48

210 26 3
                                    

"Hueee. Sedih banget gue nggak ada yang peduliin. Orang-orang nggak ada yang sayang gue."

Tifa mengernyit melihat perubahan sikap Rachel. Pandangannya lantas tertuju ke Raka yang mengangkat satu alisnya. "Sebelumnya Rachel nggak minum kok, Bang!"

Raka melirik Tifa sekilas. Setelah itu memandang Rachel yang menunduk sambil pura-pura menangis. Dia hafal apa yang terjadi kepada adiknya jika ketahuan bersalah, pura-pura. "Ngapain?" tanyanya sambil melipat kedua tangan di depan dada.

Rachel menarik napas panjang lalu mengangkat wajah. Dia menyibak rambut yang menutupi sebagian wajahnya kemudian bibirnya mengerucut. "Sedih banget udah nggak ada yang peduli sama gue. Bang, gue butuh lo." Tangannya terangkat hendak menarik Raka ke dalam pelukan, tapi lelaki itu bergerak mundur.

"Gue nggak bakal tertipu, Hel!" ujarnya dengan nada tinggi. "Ngapain lo ke sini? Bukannya tidur."

"Lo juga ngapain di sini? Bukannya sama Kak Nera?" Rachel balik tanya. "Aaaa. Lo berantem ya sama dia? Cerita aja, gue siap dengerin."

Raka menggeleng tegas, jelas itu hanya pengalihan. Dia menunduk lantas mencengkeram dagu adiknya. "Cepet, ngapain lo di sini?"

"Ck! Sedih banget nggak ada yang perhatiin!" Rachel menjauhkan tangan abangnya lantas membuang muka. "Pacar gue juga nggak nemenin."

"Kak Brizan nggak tahu lo ke sini?" Raka lalu melirik Tifa yang diam saja. "Kalian cuma berdua."

Tifa tampak takut-takut melihat kemarahan Raka. "Salah gue sebenernya, Kak!"

"Lo nggak salah!" Rachel langsung menyela. Dia berdiri dan menyentuh pundak abangnya, menarik perhatiannya. "Dia nggak salah, gue yang ajak ke sini."

"Gue udah bilang berapa kali? Jangan ke sini sendiri. Harus ada yang jagain lo!" Raka menarik tangan Rachel dan menariknya. "Balik!"

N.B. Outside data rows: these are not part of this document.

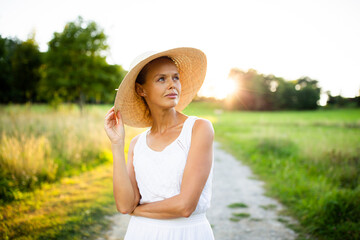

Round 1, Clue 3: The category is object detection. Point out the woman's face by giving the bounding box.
[136,58,181,108]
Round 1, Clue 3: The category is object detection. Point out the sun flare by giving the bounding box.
[199,77,237,99]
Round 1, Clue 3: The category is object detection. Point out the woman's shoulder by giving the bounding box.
[129,131,146,151]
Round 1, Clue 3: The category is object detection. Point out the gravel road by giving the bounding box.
[98,142,296,240]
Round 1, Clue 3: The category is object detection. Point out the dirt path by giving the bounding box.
[98,143,296,240]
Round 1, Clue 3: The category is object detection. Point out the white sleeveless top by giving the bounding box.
[133,116,214,215]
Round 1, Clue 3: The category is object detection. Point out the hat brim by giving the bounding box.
[114,48,207,128]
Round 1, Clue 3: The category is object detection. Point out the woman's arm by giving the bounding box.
[111,135,140,214]
[104,107,140,213]
[132,119,214,219]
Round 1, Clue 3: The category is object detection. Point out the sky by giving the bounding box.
[0,0,360,101]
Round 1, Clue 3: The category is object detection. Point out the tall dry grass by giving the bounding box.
[0,105,142,201]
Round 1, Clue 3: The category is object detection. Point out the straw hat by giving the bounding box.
[114,47,207,127]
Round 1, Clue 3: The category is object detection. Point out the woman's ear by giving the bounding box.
[135,83,146,97]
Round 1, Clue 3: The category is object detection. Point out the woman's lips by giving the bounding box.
[166,93,177,98]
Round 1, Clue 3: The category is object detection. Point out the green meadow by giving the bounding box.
[0,102,360,239]
[186,101,360,240]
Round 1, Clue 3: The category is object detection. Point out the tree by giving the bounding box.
[0,36,20,103]
[41,17,124,111]
[11,35,41,102]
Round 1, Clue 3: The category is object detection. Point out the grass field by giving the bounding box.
[0,102,360,239]
[187,101,360,240]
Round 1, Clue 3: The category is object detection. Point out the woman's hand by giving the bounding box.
[104,106,125,145]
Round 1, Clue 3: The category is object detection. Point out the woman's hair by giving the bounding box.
[135,56,173,85]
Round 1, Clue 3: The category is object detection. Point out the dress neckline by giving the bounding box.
[145,116,190,153]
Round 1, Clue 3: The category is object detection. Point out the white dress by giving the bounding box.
[124,116,214,240]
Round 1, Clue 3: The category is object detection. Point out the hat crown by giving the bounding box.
[129,51,157,70]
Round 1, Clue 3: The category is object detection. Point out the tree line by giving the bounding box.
[0,17,126,108]
[0,17,360,110]
[225,68,360,111]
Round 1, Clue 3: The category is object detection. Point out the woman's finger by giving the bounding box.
[106,106,115,114]
[105,111,114,118]
[105,112,114,120]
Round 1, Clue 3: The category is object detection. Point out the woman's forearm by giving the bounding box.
[132,194,196,219]
[111,144,137,214]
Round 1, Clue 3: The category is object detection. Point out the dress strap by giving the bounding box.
[177,116,198,154]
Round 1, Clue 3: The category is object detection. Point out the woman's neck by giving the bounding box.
[151,108,186,134]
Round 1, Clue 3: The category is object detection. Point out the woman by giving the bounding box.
[105,48,214,240]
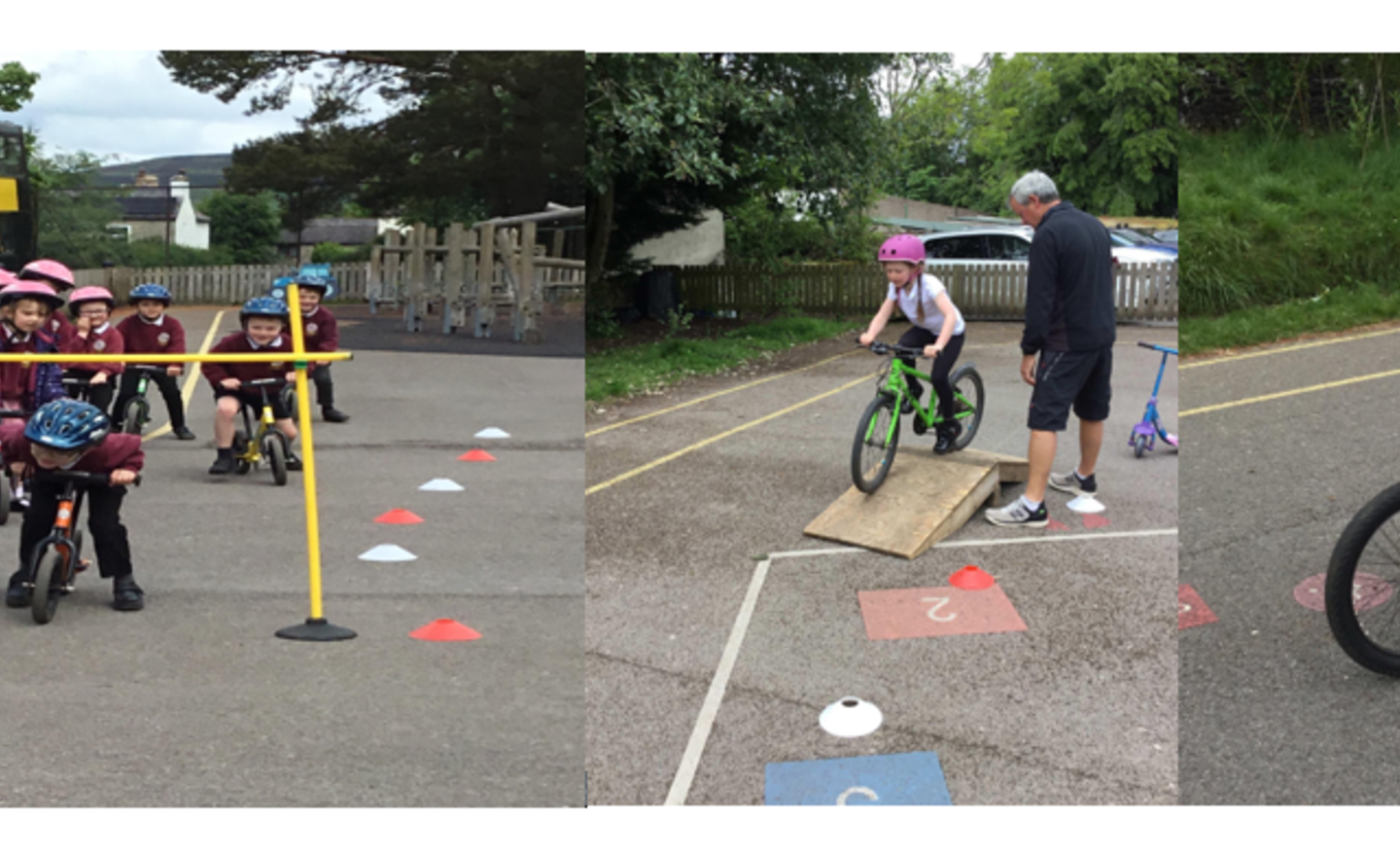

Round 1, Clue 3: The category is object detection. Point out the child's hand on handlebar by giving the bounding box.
[112,469,136,484]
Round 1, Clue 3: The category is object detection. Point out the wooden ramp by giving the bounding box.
[802,448,1031,559]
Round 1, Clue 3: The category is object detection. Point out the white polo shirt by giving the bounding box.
[885,273,967,337]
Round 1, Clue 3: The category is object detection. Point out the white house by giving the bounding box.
[108,169,209,249]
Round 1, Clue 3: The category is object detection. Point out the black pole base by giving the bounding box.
[277,618,356,642]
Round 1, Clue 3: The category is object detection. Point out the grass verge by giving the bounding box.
[583,316,859,401]
[1178,283,1400,356]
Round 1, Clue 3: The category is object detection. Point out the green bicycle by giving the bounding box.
[852,341,984,493]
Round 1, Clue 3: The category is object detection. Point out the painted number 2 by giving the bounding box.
[920,597,958,621]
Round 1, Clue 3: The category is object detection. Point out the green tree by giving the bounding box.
[200,192,280,265]
[161,51,583,226]
[583,54,888,283]
[0,60,39,114]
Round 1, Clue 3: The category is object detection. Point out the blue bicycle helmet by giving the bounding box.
[126,283,171,305]
[23,398,112,451]
[238,297,292,325]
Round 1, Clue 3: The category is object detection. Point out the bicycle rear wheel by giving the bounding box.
[29,544,67,624]
[852,395,898,493]
[1324,484,1400,677]
[948,366,986,451]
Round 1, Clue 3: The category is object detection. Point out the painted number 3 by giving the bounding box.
[920,597,958,621]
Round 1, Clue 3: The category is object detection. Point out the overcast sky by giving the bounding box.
[0,51,1002,162]
[0,49,389,162]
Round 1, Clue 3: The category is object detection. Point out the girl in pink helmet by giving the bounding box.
[19,259,77,344]
[58,286,126,413]
[861,235,967,455]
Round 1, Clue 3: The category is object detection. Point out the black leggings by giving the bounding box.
[898,327,966,419]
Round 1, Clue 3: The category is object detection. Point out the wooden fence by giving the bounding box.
[666,261,1177,322]
[73,262,369,305]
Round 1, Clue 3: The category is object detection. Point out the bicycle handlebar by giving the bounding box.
[34,469,141,487]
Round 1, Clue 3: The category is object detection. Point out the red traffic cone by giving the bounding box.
[948,564,997,591]
[408,618,481,642]
[373,509,423,522]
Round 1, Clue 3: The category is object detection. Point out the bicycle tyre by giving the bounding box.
[29,542,66,624]
[1323,484,1400,677]
[852,395,898,493]
[263,429,287,487]
[948,366,986,451]
[233,429,254,475]
[122,398,141,434]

"Bang!" Rachel menjerit sambil mempertahankan posisinya. Dia menggeleng tegas dengan pandangan memohon. "Gue nunggu Brizan."

"Brizan tahu lo di sini?" Raka menatap penuh selidik. Dia tidak akan membiarkan adiknya itu minum-minum hingga kehilangan kesadaran.

Rachel mengangguk pelan. "Gue udah hubungin, tapi dia belum balas."

Raka menarik napas panjang lalu melepas genggamannya. "Oke, lo boleh ke sini," ujarnya membuat Rachel tersenyum kecil. "Tapi, gue temenin."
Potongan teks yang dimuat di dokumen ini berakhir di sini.